[Haskell-cafe] Re: Rewriting a famous library and using the same
name: pros and consf
Stephen Tetley
stephen.tetley at gmail.com
Wed Jun 9 04:32:24 EDT 2010
Hi John
My feeling is that a beginner would be transferring almost all of the
the knowledge they gained from Parsec 2.1 if they moved to Parsec 3.0.
We're talking about "famous" libraries, so the library was previously
valuable and useful before the "discontinuous" version change.
In Parsec 3.0's case the discontinuous change revised the parser type
(Parser -> ParserT), the hierarchy for importing modules and where you
find the run functions. These are almost insignificant when an
experienced user wants to move their code from 2.1 to 3.0, but they
may well be significant hurdles for a Haskell beginner working from
examples written with 2.1 (there are no examples in the Parsec 3.0
distribution) or working through the manual.
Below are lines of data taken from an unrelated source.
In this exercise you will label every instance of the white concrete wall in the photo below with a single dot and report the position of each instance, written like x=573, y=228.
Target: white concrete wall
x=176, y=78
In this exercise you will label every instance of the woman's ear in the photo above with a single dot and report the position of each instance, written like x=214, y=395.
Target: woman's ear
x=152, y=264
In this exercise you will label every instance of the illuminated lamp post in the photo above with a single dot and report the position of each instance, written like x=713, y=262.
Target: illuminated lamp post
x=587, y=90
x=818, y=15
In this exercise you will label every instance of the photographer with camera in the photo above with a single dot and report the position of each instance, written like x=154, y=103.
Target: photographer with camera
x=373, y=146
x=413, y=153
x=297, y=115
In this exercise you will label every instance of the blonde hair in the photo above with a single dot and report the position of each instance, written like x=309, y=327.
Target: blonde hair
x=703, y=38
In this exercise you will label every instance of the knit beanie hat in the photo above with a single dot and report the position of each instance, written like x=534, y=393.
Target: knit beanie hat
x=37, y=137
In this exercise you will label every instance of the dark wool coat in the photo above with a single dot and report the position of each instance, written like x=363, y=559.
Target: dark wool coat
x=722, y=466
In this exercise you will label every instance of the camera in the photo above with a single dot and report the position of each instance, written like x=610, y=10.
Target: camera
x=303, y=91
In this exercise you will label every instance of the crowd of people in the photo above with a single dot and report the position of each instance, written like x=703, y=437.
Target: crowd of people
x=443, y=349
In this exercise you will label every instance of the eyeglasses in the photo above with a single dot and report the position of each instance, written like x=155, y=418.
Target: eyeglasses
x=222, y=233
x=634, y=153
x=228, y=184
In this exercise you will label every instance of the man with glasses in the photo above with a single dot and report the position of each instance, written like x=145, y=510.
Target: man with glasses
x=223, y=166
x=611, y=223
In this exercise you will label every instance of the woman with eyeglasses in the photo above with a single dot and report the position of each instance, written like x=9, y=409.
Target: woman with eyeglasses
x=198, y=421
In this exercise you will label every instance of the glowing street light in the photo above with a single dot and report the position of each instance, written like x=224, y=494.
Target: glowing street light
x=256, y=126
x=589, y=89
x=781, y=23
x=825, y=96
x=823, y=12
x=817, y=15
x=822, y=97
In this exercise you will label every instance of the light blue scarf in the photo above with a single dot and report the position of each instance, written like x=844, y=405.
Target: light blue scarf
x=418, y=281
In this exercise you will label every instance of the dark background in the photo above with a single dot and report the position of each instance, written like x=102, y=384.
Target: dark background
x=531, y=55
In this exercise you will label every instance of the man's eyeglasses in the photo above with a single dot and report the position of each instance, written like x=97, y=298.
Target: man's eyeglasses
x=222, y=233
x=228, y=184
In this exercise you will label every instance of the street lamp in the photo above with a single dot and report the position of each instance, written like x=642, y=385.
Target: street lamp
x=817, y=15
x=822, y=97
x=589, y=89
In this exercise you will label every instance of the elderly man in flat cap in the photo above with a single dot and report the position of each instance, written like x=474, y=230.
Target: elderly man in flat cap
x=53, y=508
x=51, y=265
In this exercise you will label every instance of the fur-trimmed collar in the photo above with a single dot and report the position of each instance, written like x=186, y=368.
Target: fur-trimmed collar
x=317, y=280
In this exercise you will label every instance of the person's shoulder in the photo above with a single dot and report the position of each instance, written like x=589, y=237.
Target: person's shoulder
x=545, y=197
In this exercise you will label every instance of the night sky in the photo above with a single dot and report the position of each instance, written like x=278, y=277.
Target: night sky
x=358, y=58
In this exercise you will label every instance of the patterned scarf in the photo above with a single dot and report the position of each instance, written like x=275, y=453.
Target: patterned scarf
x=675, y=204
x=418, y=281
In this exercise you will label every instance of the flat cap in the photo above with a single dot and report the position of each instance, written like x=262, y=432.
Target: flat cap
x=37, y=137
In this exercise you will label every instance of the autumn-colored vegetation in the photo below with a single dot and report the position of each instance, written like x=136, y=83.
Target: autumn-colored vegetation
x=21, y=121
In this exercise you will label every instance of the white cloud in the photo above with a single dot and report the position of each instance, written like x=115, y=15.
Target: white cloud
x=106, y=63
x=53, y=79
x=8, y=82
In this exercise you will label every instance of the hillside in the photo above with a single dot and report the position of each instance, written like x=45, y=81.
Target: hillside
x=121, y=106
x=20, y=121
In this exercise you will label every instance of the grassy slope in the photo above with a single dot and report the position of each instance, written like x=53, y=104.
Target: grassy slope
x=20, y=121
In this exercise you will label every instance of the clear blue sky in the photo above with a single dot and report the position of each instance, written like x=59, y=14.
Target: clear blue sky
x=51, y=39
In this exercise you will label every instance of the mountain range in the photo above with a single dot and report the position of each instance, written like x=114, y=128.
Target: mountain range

Daan Leijen's Parsec manual, the QuickCheck paper, Paul Hudak's
Haskore tutorial were all "authored" - it would seem inappropriate to
update them. Of course, a revised project could supply a commentary on
the original documentation - "Parsec - Cliff's notes", detailing where
the differences are, but in practice they don't vis my point that
libraries advance ahead of their documentation.